What people ate and drank in Jorvik (York)

What did the population of Jorvik eat and drink? The evidence is that the people in Jorvik ate well and were not, in normal times, likely to have experienced much of a ‘hungry gap’ towards the end of winter. The main meat in the diet came from the domesticated animals – beef, pork, mutton and lamb, chicken and goose. Sometimes the meat of hunted animals and birds (especially deer, hares, moorland birds, woodland birds and waterfowl) was eaten. Fish also featured in the diet of the townspeople of Jorvik, both from the rivers and from the sea, though sea fish became more important in the eleventh century. Shellfish were eaten.

Bread was made from wheat, barley and rye. Oats were grown and made into bread or cakes. Oatcakes were still made and called ‘havercakes’ or ‘haverbread’ in Yorkshire right up to the early twentieth century, from the Old Norse word for oats, ‘hafre’. Sometimes the cereal grains would be steeped (or ‘creed’) in milk, or milk and water, to soften them; the mixture would then be cooked as porridge. Nuts such as hazelnuts and walnuts were eaten.

Some of the vegetables we are familiar with today would have been available, including leeks, carrots, peas, field beans, parsnips, beet and the cabbage family. A variety of fruits and berries were eaten, amongst them plums, cherries, sloes, apples, blackberries, raspberries, dewberries, elderberries, hawthorn berries and rowanberries. Honey was used for sweetening and was also fermented to make mead. Hop remains have been found in the Jorvik excavations, showing that beer brewing went on..

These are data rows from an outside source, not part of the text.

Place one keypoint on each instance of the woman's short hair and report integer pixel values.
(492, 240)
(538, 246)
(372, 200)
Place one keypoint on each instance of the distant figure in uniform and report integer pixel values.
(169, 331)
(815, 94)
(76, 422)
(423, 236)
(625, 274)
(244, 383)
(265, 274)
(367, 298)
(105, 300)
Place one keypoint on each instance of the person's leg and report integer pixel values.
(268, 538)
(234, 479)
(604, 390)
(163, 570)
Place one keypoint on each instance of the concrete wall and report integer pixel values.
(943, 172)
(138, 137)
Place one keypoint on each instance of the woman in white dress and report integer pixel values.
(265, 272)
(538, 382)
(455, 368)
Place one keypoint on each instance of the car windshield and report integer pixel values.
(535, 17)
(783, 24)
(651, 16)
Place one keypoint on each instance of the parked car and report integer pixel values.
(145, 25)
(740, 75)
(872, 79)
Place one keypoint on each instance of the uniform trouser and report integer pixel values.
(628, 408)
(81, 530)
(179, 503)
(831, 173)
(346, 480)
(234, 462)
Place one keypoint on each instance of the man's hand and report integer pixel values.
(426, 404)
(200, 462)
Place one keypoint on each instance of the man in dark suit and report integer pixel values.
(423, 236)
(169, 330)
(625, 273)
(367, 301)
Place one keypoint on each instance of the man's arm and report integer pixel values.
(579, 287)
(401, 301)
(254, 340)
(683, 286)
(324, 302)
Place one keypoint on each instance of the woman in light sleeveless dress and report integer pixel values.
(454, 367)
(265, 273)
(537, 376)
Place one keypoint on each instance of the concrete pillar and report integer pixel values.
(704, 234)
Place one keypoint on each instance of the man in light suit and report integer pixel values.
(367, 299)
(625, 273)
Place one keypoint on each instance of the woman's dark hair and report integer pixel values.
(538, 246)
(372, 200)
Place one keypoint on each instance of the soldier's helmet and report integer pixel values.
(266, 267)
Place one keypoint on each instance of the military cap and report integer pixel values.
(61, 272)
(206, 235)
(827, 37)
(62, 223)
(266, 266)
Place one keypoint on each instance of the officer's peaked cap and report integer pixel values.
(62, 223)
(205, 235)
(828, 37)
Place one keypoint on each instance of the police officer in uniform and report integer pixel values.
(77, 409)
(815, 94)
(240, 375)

As with any town, most of the food would have come from the surrounding countryside. Though the townspeople may have kept a few poultry – and sometimes perhaps a pig – they were generally too busy and had too little room to produce much of their own food. They would have relied mainly on produce from the rich farmlands of the Vale of York. The town would have provided a steady, rich market for the people round about who worked the land and could produce more than they needed for themselves.